In 2017, the FCC, led by Republicans during the Trump administration, “voted to eliminate a ban in place since 1975 on cross-ownership of a newspaper and TV station in a major market … [and] to make it easier for media companies to buy additional TV stations in the same market, and for companies to buy additional radio stations in some markets.”
The FCC, led by acting chair Jessica Rosenworcel, who voted against the 2017 decision, is now split between Democrats and Republicans, although President Biden will nominate a new commissioner, ensuring a Democratic majority after Senate confirmation.
In the ruling, writing for the majority, Kavanaugh said that repealing or modifying ownership rules “was not likely to harm minority and female ownership.” Former FCC commissioner Mike O’Rielly opined that although there would be some consolidation, “no massive deals” would take place.
Critics, however, are not assuaged.
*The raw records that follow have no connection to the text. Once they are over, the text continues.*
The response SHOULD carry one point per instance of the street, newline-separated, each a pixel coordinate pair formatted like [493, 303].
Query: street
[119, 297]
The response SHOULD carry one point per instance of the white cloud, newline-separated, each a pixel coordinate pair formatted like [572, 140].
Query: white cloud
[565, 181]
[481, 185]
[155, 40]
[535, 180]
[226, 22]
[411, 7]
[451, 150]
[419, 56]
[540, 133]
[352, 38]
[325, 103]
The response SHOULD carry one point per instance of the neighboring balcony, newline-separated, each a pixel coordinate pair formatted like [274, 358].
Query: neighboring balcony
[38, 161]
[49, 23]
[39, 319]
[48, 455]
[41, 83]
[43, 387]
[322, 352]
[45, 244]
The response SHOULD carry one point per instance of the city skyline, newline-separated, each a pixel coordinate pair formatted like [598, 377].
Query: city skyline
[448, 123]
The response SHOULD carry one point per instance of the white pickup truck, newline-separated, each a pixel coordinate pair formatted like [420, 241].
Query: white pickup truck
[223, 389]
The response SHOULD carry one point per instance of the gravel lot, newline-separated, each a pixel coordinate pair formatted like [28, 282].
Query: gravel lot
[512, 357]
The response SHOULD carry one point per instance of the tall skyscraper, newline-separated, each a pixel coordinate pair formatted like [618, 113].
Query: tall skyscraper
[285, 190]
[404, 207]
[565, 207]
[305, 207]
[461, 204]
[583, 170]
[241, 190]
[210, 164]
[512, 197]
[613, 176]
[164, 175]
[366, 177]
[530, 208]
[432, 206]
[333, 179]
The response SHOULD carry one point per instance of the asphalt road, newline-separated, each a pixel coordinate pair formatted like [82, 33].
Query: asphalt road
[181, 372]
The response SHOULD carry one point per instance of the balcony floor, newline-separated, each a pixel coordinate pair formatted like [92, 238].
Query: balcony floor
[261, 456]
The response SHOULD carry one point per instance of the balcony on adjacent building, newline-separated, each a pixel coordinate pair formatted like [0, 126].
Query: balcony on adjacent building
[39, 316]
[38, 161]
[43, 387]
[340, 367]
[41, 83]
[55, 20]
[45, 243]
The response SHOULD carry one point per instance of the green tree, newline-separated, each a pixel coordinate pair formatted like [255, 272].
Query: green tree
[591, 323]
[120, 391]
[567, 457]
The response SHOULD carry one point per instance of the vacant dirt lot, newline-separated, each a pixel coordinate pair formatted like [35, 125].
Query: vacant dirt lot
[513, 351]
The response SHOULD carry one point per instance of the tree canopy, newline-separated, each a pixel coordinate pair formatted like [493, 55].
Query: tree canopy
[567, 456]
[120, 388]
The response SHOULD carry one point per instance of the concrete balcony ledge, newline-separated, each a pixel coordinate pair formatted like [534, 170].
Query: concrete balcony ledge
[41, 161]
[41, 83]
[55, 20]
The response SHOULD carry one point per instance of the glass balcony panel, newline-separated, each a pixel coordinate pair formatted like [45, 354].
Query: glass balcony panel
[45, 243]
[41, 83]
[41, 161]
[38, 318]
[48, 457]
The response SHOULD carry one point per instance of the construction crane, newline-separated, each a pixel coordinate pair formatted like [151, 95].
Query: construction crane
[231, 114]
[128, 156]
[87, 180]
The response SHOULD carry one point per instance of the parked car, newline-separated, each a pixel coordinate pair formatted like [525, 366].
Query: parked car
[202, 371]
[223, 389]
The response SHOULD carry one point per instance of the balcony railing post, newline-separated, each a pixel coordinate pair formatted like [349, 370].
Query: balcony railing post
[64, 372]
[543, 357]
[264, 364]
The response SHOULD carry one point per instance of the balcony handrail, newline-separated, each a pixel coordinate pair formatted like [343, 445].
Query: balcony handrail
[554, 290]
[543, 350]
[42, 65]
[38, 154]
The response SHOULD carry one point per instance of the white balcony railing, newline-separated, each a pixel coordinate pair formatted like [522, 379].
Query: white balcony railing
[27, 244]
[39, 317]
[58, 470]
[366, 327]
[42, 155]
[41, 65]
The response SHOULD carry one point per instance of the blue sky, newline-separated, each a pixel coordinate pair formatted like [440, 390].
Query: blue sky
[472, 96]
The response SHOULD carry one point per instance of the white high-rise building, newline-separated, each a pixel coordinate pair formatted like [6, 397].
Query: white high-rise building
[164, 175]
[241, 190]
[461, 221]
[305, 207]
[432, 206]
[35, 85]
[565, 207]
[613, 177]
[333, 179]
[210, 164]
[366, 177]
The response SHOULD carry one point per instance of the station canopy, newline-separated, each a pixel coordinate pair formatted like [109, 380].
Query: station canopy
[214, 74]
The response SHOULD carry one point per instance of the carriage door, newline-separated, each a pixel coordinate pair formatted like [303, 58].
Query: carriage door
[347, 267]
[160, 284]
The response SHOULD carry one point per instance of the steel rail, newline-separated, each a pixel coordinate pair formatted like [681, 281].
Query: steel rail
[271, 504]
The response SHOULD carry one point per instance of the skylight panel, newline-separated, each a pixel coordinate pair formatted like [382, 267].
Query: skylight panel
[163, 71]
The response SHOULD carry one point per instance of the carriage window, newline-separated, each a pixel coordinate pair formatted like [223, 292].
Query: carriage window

Free Press, an advocacy group, said Congress and the FCC “must recognize that hedge-fund and Wall Street-driven consolidation harms local communities, and only decimates what’s left of competition and diversity … The silver lining here is [the court] deferred to the agency’s judgment and left room for a new commission to get this right.”
Variety reports that non-profit Prometheus Radio Project led the petitioners that challenges the FCC’s move, saying that the decision was made based on “flawed data.” Kavanaugh rebutted, “the FCC reasoned that the historical justifications for those ownership rules no longer apply in today’s media market” and that, “its best estimate, based on the sparse record evidence, was that repealing or modifying the three rules at issue here was not likely to harm minority and female ownership.”
In the wake of the Supreme Court decision, Sinclair Broadcast Group’s stock rose 4.3 percent in early trading and Nexstar shares jumped 3 percent, while NAB president Gordon Smith lauded the unanimous ruling. But former FCC commissioner Michael Copps, who noted the FCC has to review ownership rules every four years, said, “unlike the FCC under the Trump administration, this FCC will not ignore the rule of law and its own policy objectives to appease media conglomerates pushing for more consolidation.”